The active investor must understand this principle: he must learn to remain inactive (Honoré de Balzac)
This is one of the financial proverbs that you should never forget. In trading, you must learn to be patient and not want to be in a position all the time. Not being in a position is already taking a position! You should only open a position if your trading strategy tells you to, and NEVER make an exception. In finance, one mistake can be enough to undo weeks/months of effort. It is better to be out of the market than in it with losses.
If I got rich, it's because I let others make money after me (Baron Rothschild)
An excellent trading lesson from a famous banker. Obviously, this means that you cannot sell high and buy low. You need to be able not to be too greedy, not to pull too hard on the rope, not to succumb to euphoria.
This is a financial saying that we often hear when we talk about global stock markets. When financial markets are in a state of euphoria, a bubble forms. Bubbles always end up bursting, the only thing we don't know is when... Financial markets follow cycles, that's a fact. Financial stocks can't rise forever. Remember this, the faster the rise, the harder the fall.
Most people are interested in stocks when everyone else is interested. Time to buy when no one wants to buy. You can only buy what is popular. (Warren Buffett)
Once the media starts talking about the name, it's too late. An example is gold. The last 6 times the Wall Street Journal appeared in the headlines about it's time to buy gold, in the 6 months since the price fell.

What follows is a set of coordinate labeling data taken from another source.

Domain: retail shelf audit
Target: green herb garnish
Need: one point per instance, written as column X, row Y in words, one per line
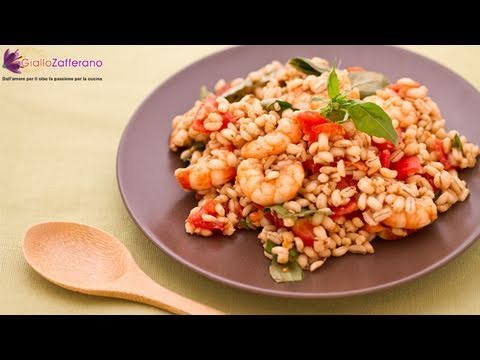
column 276, row 105
column 457, row 143
column 367, row 117
column 285, row 272
column 306, row 66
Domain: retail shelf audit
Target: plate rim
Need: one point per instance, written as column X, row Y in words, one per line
column 252, row 288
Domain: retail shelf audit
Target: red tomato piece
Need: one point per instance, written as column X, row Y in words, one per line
column 406, row 167
column 385, row 158
column 307, row 120
column 184, row 180
column 303, row 228
column 346, row 182
column 310, row 167
column 197, row 221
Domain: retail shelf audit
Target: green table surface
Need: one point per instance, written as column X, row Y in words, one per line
column 58, row 144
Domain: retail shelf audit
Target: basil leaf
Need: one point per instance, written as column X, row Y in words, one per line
column 247, row 224
column 457, row 143
column 367, row 82
column 372, row 120
column 333, row 84
column 306, row 66
column 277, row 105
column 293, row 272
column 269, row 246
column 204, row 92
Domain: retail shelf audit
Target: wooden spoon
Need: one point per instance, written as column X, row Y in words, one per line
column 84, row 259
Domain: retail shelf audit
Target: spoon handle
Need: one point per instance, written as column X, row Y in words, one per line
column 139, row 287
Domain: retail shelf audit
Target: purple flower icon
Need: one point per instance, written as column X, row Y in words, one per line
column 11, row 61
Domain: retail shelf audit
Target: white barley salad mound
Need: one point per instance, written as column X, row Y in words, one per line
column 320, row 161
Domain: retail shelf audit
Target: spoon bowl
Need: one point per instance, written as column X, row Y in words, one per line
column 85, row 259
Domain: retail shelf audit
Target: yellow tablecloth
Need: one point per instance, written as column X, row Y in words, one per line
column 58, row 143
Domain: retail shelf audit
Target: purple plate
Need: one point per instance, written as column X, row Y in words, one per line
column 159, row 207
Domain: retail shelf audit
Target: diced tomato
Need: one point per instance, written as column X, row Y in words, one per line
column 303, row 228
column 274, row 219
column 346, row 182
column 346, row 209
column 443, row 157
column 307, row 120
column 385, row 158
column 183, row 179
column 406, row 167
column 430, row 181
column 394, row 87
column 310, row 167
column 197, row 221
column 256, row 215
column 355, row 69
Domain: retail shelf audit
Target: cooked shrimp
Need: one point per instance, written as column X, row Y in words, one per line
column 424, row 213
column 280, row 185
column 205, row 174
column 274, row 143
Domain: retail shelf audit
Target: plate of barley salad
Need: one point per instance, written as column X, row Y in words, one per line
column 306, row 171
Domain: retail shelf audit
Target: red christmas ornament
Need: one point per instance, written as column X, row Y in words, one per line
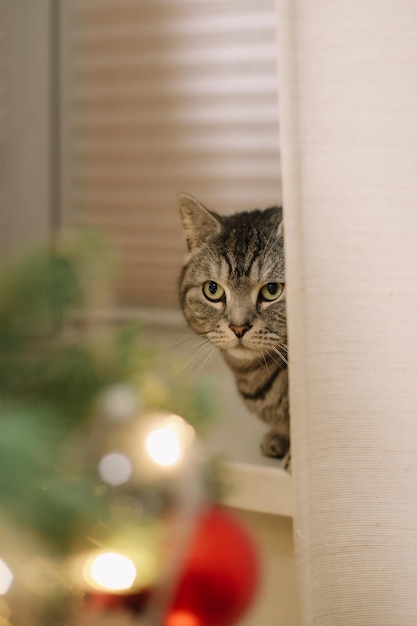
column 220, row 574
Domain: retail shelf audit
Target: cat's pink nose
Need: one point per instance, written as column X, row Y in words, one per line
column 239, row 330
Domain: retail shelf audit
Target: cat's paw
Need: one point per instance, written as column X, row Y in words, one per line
column 274, row 444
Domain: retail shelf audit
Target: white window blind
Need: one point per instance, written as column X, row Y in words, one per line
column 158, row 97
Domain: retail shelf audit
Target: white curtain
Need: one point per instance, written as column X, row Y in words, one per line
column 348, row 107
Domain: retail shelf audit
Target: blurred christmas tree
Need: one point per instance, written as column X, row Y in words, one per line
column 53, row 373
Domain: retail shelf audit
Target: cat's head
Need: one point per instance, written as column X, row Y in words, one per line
column 232, row 285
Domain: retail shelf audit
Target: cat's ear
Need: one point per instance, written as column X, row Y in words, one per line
column 275, row 221
column 198, row 222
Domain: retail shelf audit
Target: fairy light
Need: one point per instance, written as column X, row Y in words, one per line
column 111, row 571
column 166, row 444
column 115, row 468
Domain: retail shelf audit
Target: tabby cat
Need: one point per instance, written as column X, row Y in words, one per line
column 232, row 292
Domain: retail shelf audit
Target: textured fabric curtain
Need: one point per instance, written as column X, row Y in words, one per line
column 348, row 106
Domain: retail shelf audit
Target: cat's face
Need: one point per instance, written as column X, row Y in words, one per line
column 232, row 286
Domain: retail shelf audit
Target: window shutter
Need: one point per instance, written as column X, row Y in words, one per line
column 159, row 97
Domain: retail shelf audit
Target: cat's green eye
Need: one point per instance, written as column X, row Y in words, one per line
column 213, row 291
column 271, row 292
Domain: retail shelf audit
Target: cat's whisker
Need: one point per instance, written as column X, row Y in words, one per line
column 200, row 350
column 208, row 354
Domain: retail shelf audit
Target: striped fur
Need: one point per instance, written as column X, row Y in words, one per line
column 241, row 253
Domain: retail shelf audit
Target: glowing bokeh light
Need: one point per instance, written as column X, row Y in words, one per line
column 111, row 571
column 6, row 577
column 182, row 618
column 115, row 468
column 166, row 444
column 163, row 445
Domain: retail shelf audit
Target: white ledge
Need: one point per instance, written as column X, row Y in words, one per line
column 259, row 488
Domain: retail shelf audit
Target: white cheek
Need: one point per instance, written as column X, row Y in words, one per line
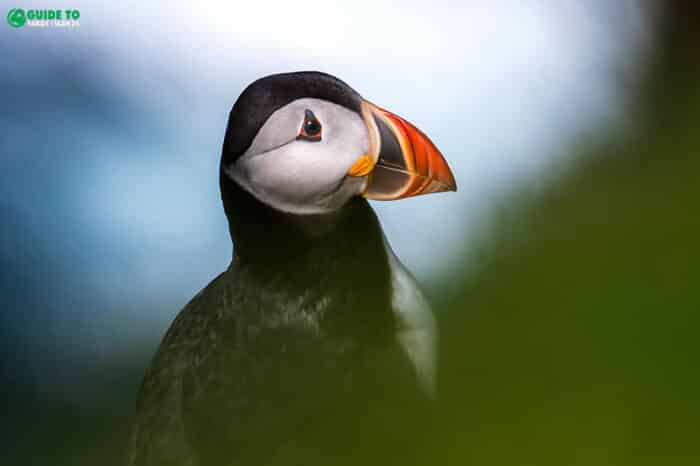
column 301, row 171
column 304, row 176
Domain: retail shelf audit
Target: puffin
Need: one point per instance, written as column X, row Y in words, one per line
column 315, row 345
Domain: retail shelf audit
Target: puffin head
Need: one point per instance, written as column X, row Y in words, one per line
column 306, row 143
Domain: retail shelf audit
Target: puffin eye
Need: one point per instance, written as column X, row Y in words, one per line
column 311, row 128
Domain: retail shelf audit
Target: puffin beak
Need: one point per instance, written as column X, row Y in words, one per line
column 402, row 161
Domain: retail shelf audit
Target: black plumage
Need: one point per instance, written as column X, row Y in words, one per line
column 290, row 356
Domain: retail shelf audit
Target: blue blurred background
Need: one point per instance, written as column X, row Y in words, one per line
column 111, row 134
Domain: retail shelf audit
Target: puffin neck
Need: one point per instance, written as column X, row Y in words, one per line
column 264, row 237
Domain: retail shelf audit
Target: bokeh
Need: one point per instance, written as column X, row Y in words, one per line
column 563, row 272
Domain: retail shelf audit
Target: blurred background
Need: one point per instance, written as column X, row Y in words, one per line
column 564, row 271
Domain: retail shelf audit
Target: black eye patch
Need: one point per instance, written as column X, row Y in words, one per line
column 311, row 128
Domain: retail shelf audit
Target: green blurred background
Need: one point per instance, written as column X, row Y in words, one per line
column 568, row 327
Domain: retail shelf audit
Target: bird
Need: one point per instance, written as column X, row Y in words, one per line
column 316, row 342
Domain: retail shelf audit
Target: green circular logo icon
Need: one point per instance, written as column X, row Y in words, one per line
column 16, row 17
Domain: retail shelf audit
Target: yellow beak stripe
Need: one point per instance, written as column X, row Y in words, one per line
column 362, row 167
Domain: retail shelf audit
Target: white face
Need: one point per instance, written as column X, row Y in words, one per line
column 301, row 176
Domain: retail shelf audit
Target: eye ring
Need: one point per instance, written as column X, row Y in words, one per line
column 311, row 128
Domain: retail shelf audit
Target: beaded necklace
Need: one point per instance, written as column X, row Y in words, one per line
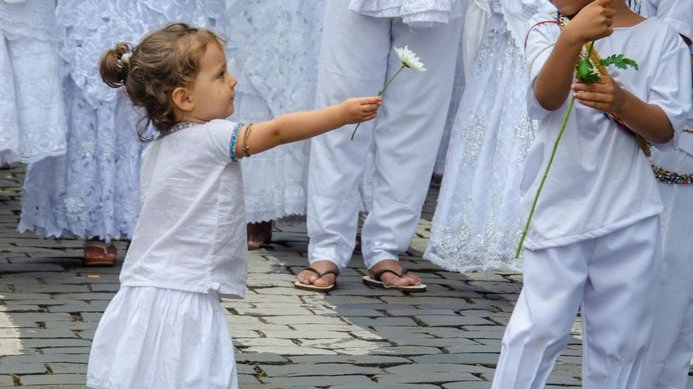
column 662, row 175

You should not buy when the market is very bullish (too much of the advance has already been made), but when the markets are bearish. This is where we find the best opportunities in the stock market, where we can buy undervalued securities.
Real madness is doing the same thing over and over and expecting a different result
This financial saying should be sent to all new traders. Most of them never doubt themselves when they destroy a trading account. They often tell themselves that they are just unlucky. No, luck has nothing to do with it, if you shaved off your account, you made mistakes. If you do not doubt yourself, if you do not strive to learn from your mistakes, there is no point in re-depositing funds, you will still lose your money.

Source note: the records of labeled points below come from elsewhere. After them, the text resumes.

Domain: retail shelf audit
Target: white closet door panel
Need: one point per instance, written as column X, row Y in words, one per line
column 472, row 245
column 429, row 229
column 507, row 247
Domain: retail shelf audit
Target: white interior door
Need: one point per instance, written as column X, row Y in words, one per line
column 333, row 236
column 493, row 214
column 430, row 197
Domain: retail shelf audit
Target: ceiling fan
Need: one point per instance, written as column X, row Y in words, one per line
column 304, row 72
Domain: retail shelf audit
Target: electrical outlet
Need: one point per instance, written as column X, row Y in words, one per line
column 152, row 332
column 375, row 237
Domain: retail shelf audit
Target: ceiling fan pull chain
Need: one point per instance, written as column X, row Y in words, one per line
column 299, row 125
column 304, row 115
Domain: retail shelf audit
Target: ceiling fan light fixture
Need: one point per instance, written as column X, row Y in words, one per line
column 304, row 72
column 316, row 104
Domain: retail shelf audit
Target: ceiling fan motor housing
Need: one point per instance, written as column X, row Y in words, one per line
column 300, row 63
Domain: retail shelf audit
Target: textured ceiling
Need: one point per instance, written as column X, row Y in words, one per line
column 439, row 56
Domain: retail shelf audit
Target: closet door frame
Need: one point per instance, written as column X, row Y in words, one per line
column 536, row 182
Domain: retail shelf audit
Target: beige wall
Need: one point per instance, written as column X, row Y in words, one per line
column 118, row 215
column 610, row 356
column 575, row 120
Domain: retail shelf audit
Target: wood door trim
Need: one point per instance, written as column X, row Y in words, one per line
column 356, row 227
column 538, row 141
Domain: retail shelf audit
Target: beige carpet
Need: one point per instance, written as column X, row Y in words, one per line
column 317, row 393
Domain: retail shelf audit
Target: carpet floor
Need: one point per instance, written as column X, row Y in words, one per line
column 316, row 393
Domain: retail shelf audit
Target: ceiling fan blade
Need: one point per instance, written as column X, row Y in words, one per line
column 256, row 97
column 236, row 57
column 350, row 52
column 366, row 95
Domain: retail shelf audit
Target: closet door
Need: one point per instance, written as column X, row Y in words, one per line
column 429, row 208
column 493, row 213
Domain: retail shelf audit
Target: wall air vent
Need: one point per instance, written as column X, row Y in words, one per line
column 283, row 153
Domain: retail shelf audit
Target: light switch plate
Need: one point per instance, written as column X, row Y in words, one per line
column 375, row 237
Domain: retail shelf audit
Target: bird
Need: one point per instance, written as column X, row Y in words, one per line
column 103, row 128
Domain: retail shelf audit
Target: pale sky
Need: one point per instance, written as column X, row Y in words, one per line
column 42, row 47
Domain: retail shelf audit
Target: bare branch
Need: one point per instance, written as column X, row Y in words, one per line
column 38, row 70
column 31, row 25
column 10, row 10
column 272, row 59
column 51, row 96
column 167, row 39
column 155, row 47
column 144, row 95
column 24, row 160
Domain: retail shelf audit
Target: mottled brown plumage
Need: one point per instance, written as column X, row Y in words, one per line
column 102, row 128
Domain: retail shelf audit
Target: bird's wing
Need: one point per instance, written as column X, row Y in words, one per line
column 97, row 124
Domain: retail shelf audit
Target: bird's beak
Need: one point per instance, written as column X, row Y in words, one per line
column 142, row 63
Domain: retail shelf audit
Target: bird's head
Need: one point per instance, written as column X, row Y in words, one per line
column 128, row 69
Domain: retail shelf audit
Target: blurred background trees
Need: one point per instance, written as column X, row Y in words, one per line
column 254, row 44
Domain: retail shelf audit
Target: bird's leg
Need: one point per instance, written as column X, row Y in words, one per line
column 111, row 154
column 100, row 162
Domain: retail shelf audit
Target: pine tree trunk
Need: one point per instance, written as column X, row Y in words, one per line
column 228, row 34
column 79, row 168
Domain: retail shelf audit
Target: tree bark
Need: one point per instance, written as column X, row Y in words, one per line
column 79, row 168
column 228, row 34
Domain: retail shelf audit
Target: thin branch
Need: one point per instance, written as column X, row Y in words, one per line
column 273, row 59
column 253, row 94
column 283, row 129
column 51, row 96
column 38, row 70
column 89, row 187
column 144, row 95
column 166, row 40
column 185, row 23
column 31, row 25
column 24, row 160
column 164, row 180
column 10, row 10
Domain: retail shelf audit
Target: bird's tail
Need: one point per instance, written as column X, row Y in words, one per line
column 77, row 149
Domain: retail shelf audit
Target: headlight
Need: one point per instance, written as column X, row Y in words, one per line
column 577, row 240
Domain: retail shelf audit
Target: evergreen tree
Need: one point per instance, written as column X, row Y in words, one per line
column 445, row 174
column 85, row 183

"Our goal is to find unusual companies at regular prices, not ordinary companies at unusual prices." Warren Buffett
This is the golden rule of investing in the stock market. Most people make the mistake of focusing only on price, but what creates value, what makes your deal a winning one in the long run, is the business. It should have a solid foundation and have very good growth prospects. This is what creates value. These are the companies that will see their stock prices rise and the rest will only pick up crumbs in a bull market.

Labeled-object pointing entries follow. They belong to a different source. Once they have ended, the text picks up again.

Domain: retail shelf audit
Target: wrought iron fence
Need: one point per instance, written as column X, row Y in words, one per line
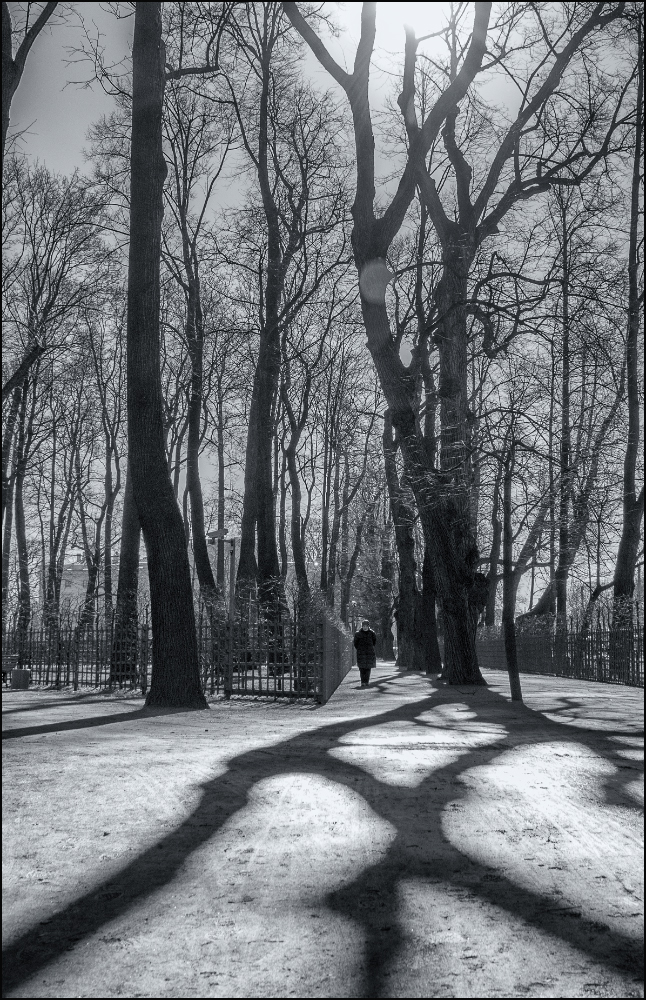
column 260, row 652
column 614, row 656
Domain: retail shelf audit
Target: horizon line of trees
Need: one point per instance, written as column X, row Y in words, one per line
column 483, row 443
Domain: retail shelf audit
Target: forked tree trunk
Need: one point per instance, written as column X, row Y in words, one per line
column 175, row 663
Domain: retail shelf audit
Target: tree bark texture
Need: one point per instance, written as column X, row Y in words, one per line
column 124, row 656
column 509, row 583
column 633, row 503
column 195, row 337
column 410, row 652
column 175, row 673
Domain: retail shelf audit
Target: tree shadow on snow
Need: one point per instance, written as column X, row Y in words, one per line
column 419, row 851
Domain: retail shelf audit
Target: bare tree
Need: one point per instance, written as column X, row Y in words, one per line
column 13, row 65
column 633, row 502
column 175, row 679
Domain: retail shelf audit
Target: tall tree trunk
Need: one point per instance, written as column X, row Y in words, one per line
column 282, row 515
column 349, row 571
column 565, row 447
column 6, row 544
column 7, row 441
column 124, row 655
column 221, row 493
column 508, row 581
column 298, row 549
column 385, row 640
column 336, row 528
column 195, row 336
column 445, row 522
column 494, row 555
column 110, row 495
column 633, row 504
column 175, row 675
column 428, row 616
column 410, row 653
column 25, row 436
column 451, row 297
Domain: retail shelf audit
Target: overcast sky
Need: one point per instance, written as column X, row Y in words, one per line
column 57, row 113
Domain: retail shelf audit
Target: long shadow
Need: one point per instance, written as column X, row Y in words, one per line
column 371, row 899
column 90, row 723
column 91, row 698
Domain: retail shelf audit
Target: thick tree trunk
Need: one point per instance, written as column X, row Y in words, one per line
column 123, row 663
column 410, row 652
column 428, row 615
column 175, row 675
column 451, row 297
column 633, row 504
column 446, row 533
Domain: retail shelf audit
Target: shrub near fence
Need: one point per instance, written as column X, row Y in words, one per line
column 614, row 656
column 262, row 652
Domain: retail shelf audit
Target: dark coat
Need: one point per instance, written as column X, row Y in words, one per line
column 364, row 643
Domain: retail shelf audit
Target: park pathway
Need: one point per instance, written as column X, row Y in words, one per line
column 411, row 840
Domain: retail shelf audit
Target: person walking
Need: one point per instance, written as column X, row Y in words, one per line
column 364, row 643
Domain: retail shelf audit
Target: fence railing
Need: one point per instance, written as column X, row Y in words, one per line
column 259, row 653
column 614, row 656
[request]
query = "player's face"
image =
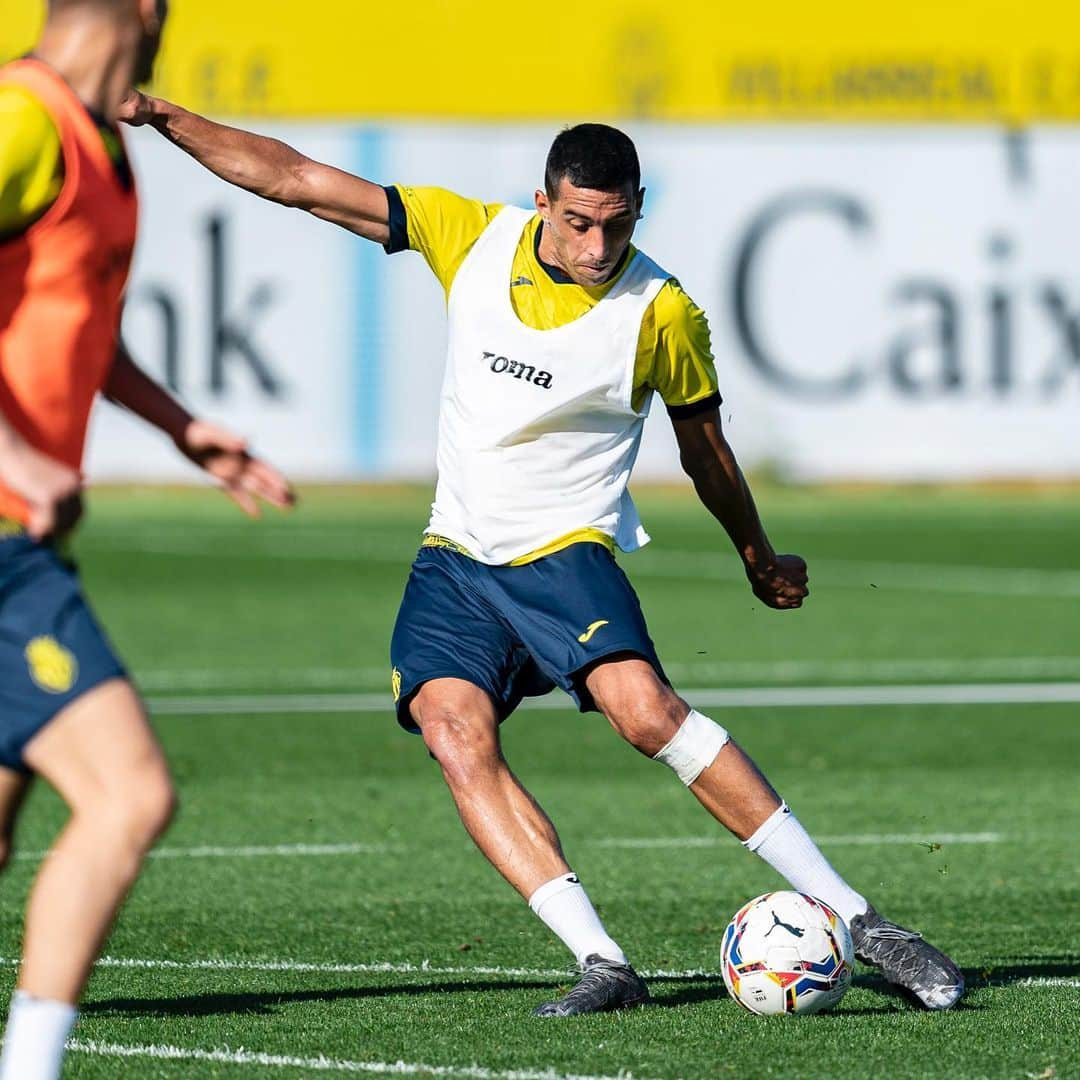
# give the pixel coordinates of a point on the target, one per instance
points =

Investors often tend to buy companies that have failed in the stock market. If the price of a security continues to fall, there is a reason that the company is not in good financial health and does not have good growth prospects. Playing against the trend is like pissing against the wind.
In short, beware of consensus. The consensus is always wrong, while the fundamentals are always right. Once all economists or analysts agree, the market will do the opposite. The recent all-announced EUR/USD parity case is a great example. I'll end with a little joke that I thought was very funny: why were economists created? So that not only meteorologists are not mistaken
If you know of any others you like, please share them!